Tethys Petroleum Announces the Successful Closing of US$100 Million Public Offering

October 20, 2010

Toronto, Canada, October 20, 2010 – Tethys Petroleum Limited (“Tethys” or the “Company”) (TSX: TPL) announced today that it has completed its public offering of 70,600,000 Ordinary Shares for gross proceeds of US$100 million (the “Offering”). The Ordinary Shares were sold at a price of US$1.417 (C$1.45) each. The net proceeds of the offering are intended to be used by Tethys to fund work on the Company’s existing properties in Central Asia.

Fraser Mackenzie Limited, Renaissance Capital and Quam Capital acted as joint lead managers for the offering in a syndicate of agents that includes FirstEnergy Capital Corp. The offering was conducted in the provinces of British Columbia, Alberta and Ontario, Canada through Fraser Mackenzie Limited, and FirstEnergy Capital Corp., and Renaissance Capital and Quam Capital acted as special selling agents for the purpose of procuring subscribers in certain jurisdictions outside of Canada, where each such selling agent is qualified to carry on business.

One of the subscribers under the offering is a related party of the Company within the meaning of applicable Canadian securities laws. Additional information relating to the interest of the related party in the public offering is contained in a material change report to be filed in accordance with Canadian securities law on October 20, 2010. The offering was completed in fewer than 21 days from the date of the October 5, 2010 Press Release in respect of the offering to ensure the availability of the proceeds of the offering on a timely basis.

Tethys is focused on oil and gas exploration and production activities in Central Asia with activities currently in the Republics of Kazakhstan, Tajikistan and Uzbekistan. This highly prolific oil and gas area is rapidly developing and Tethys believes that significant potential exists in both exploration and in discovered deposits.

This news release does not constitute an offer to sell or a solicitation of an offer to buy any of the securities described herein.

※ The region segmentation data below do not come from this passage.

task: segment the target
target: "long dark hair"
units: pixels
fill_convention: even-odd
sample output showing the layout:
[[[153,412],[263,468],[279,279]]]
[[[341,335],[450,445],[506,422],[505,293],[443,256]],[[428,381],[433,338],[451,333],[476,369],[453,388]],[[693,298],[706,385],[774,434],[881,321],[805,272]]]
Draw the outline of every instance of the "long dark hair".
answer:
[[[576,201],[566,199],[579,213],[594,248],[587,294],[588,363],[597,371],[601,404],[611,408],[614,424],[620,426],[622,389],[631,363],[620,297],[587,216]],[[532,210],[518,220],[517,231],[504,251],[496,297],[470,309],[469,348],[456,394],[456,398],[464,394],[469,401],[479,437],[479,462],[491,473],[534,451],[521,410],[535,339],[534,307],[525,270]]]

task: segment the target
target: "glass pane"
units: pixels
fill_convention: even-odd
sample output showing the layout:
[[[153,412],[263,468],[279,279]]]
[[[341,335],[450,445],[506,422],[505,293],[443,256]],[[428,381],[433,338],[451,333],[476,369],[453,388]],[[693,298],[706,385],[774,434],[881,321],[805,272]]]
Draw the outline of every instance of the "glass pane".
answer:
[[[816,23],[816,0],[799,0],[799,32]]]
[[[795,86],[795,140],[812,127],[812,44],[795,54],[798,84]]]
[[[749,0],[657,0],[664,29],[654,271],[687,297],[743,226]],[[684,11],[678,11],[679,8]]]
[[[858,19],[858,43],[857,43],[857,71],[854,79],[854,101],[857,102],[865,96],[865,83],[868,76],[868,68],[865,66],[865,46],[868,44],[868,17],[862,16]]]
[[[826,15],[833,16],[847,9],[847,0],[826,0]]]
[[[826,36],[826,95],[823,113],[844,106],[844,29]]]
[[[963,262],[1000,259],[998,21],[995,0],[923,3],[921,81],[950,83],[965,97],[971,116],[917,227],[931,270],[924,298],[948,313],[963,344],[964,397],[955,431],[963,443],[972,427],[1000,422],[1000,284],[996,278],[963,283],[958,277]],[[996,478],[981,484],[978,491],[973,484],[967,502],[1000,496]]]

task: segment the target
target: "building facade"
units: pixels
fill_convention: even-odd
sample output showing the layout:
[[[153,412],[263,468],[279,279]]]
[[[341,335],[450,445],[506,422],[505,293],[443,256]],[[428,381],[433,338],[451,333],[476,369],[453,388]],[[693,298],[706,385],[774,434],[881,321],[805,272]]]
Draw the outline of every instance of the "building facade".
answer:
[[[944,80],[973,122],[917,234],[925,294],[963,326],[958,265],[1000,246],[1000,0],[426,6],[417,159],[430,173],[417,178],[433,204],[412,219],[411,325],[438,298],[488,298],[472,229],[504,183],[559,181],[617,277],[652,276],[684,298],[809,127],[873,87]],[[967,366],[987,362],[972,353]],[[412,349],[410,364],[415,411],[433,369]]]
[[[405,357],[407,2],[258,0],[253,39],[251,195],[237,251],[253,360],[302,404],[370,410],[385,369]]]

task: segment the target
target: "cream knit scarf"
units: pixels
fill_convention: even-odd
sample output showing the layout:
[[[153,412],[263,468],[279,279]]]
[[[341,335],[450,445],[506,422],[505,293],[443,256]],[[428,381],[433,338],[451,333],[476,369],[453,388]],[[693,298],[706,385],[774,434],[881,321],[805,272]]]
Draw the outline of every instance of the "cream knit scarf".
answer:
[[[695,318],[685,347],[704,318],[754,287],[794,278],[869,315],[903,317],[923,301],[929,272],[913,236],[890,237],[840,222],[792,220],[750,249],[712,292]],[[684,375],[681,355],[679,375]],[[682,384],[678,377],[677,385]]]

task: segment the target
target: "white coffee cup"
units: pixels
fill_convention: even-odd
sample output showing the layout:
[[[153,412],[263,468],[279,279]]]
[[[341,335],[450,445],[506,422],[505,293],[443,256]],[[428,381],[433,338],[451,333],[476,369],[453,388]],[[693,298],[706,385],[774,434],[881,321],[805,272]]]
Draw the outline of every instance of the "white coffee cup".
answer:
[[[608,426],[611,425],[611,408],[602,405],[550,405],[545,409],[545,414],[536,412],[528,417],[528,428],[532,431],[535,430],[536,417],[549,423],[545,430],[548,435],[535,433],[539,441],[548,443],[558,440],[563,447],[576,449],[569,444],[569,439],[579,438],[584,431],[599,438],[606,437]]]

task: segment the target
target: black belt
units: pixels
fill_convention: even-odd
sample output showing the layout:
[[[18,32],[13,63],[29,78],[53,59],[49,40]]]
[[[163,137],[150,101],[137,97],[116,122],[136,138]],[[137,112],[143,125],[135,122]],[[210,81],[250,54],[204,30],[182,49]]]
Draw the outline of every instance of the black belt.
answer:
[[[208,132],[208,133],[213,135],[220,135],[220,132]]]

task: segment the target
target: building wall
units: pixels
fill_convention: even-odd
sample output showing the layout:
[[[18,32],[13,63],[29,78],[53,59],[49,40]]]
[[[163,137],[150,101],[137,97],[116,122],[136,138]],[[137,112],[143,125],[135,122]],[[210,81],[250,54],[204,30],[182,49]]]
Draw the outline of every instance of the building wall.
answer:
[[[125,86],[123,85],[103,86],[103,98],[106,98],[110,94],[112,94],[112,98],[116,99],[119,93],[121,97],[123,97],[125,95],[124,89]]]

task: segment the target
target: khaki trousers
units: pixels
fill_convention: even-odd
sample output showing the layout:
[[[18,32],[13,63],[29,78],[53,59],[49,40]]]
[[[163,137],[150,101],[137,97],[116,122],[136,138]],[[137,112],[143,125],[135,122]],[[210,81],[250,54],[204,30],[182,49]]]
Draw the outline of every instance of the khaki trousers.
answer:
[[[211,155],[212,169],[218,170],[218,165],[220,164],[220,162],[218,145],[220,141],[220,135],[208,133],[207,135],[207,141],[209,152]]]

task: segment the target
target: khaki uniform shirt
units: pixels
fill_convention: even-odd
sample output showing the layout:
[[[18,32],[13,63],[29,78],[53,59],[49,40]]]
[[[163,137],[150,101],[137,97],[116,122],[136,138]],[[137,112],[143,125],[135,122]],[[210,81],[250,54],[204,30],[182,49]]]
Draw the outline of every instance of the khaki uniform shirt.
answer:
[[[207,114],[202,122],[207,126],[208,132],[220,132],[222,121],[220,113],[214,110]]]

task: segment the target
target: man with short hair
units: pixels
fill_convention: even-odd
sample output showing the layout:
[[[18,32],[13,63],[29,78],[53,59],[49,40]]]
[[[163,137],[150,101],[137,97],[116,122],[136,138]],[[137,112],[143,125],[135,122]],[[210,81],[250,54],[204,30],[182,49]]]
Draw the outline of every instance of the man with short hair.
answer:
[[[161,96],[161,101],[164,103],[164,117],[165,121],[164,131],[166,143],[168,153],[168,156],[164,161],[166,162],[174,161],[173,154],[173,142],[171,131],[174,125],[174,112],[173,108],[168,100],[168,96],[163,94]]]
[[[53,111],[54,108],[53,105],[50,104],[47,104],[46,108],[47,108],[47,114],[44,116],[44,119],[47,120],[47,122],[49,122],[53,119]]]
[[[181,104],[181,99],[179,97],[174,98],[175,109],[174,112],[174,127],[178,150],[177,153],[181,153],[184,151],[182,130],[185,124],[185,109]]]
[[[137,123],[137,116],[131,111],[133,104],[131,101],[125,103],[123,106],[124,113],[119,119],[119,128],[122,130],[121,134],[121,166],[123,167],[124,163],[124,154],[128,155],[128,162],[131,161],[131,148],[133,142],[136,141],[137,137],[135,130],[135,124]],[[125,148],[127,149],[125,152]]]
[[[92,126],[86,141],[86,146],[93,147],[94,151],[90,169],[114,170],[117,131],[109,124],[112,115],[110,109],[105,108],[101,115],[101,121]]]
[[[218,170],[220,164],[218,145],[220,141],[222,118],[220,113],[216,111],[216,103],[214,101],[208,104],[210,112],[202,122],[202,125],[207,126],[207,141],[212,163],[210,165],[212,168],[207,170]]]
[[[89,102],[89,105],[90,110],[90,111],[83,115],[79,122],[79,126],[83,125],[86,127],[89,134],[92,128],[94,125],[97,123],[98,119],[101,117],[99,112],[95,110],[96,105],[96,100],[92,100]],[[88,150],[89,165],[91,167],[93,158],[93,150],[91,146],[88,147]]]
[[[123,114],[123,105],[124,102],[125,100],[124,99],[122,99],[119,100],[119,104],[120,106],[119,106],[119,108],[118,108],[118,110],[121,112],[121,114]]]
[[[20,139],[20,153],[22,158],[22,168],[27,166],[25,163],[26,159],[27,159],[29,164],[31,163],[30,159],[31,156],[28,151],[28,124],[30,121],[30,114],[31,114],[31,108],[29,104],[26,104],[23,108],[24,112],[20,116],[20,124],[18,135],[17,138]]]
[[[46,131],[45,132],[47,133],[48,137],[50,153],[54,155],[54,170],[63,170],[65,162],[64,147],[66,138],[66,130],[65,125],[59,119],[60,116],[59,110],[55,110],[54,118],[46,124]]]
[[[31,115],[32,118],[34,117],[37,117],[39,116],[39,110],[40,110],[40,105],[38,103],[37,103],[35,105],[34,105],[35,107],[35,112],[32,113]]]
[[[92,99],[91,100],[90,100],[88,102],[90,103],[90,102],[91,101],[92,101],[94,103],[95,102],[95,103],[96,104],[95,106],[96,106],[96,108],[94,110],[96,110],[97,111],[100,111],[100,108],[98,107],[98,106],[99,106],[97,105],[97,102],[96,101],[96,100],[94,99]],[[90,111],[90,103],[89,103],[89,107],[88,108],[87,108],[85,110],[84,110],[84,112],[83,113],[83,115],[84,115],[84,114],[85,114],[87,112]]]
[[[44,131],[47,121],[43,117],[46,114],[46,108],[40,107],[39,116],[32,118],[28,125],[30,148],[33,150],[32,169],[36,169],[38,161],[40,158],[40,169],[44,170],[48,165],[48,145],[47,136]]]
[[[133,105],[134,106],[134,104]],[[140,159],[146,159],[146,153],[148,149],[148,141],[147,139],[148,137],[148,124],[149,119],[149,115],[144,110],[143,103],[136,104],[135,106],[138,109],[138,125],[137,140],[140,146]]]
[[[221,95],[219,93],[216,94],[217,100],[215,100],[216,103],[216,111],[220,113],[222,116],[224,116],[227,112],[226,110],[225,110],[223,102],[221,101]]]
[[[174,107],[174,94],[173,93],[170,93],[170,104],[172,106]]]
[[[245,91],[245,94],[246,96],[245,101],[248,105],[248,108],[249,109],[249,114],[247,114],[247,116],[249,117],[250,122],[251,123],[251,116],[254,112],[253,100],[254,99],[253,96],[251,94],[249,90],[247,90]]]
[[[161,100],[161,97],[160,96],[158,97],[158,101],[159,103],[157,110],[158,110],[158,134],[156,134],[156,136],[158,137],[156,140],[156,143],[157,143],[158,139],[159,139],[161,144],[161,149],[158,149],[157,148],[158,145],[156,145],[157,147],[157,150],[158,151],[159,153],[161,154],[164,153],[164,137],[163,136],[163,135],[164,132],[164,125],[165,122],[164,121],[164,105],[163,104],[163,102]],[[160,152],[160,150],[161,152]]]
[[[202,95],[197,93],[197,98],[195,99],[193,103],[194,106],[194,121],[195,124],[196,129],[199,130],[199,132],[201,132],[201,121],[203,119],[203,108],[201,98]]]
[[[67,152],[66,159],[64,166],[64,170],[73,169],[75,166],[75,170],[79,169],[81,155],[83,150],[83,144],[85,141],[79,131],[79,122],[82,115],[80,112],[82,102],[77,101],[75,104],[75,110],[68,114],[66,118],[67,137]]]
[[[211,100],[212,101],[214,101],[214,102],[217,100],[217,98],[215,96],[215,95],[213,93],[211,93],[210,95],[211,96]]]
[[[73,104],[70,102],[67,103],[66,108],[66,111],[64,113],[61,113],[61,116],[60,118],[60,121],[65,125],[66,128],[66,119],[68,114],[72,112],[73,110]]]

Any such solicitation or offer may only be made in accordance with applicable laws. The securities have not been and will not be registered under the United States Securities Act of 1933, as amended (the “U.S. Securities Act”), or any state securities laws and may not be offered or sold within the United States or to United States Persons unless registered under the U.S. Securities Act and applicable state securities laws or an exemption from such registration is available.

This press release contains “forward-looking information” which may include, but is not limited to, statements with respect to the anticipated use of the net proceeds of the Offering. Such forward-looking statements reflect our current views with respect to future events and are subject to certain risks, uncertainties and assumptions, including the risk that the proceeds may not be sufficient for the purposes stated in the prospectus dated October 12, 2010. The intended use of the net proceeds of the Offering by Tethys may change if the board of directors of Tethys determines that it would be in the best interests of Tethys to deploy the proceeds for some other purpose See the description of risks and uncertainties and underlying factors and assumptions relevant to the offering and “forward looking information” contained herein and to the Company’s business, including its exploration and development activities, contained in the prospectus dated October 12, 2010 (which are incorporated herein by reference). The “forward-looking statements” contained herein speak only as of the date of this press release and, unless required by applicable law, the Company undertakes no obligation to publicly update or revise such information, whether as a result of new information, future events or otherwise.